Well, one of the prostitutes was a mother of three, so you'd think the 'ordinary' people would be able to empathise with that.
Still I suppose it must be said that it is mainly prostitutes whose work obliges them to get into cars with strangers.

Oh, Gott sei Dank, Old el Paso have finally invented a taco with a flat bottom, I think this may change lives, just not mine particularly. Unless I want to use some for holding more soy mince.

6 comments:

Sleepy said...

Mmmmm... Olivia... Mmmm.
I have very impure thoughts about her. Extremely impure.

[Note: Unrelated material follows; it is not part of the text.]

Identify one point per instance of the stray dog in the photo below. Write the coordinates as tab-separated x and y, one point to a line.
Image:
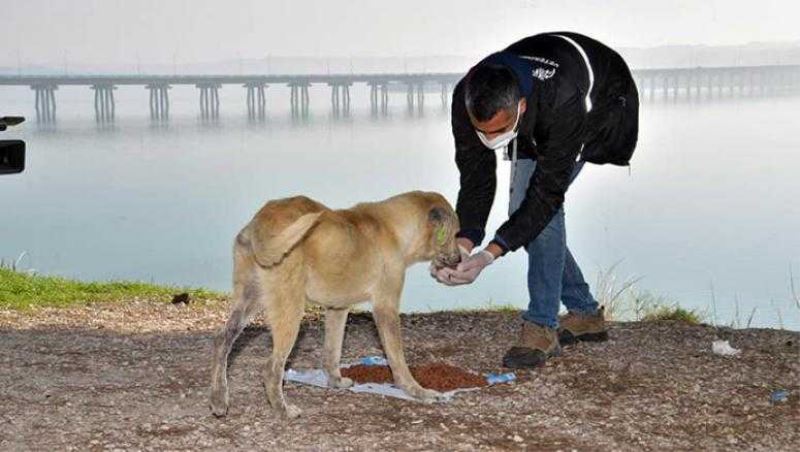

Strangely, The Daily Worker had no mention of the plight of those poor working girls.

Anonymous said...

England is obviously following the lead of Robert Pickton in Vancouver - how many is it? - 60 prostitutes he is accused of killing? The police didn't care for years and years until the families started pushing for something to be done. I recommend the book, Missing Sarah, by Maggie DeVries. Her adopted native sister Sarah was one of the victims. She does more than humanize her. In lighter news -a bit of tv trivia - Mariska Hargitay, who plays Olivia, is the daughter ofwhat famous late actress?
- Karen

Schneewittchen said...

Why, an interesting question, Jayne Mansfield I believe.
I think Fred and Rose West were probably the nearest we had to the pig farm killer.

Sleepy said...

Pig Farm Killer?
We have way better names for our serial killers!
Yorkshire Ripper.
Suffolk Strangler.

Mmmmm... Olivia... Mmmmm

Schneewittchen said...

Yes, 'Doctor Death' certainly had a ring to it.

Sleepy said...

The media likes alliteration for mass murderers!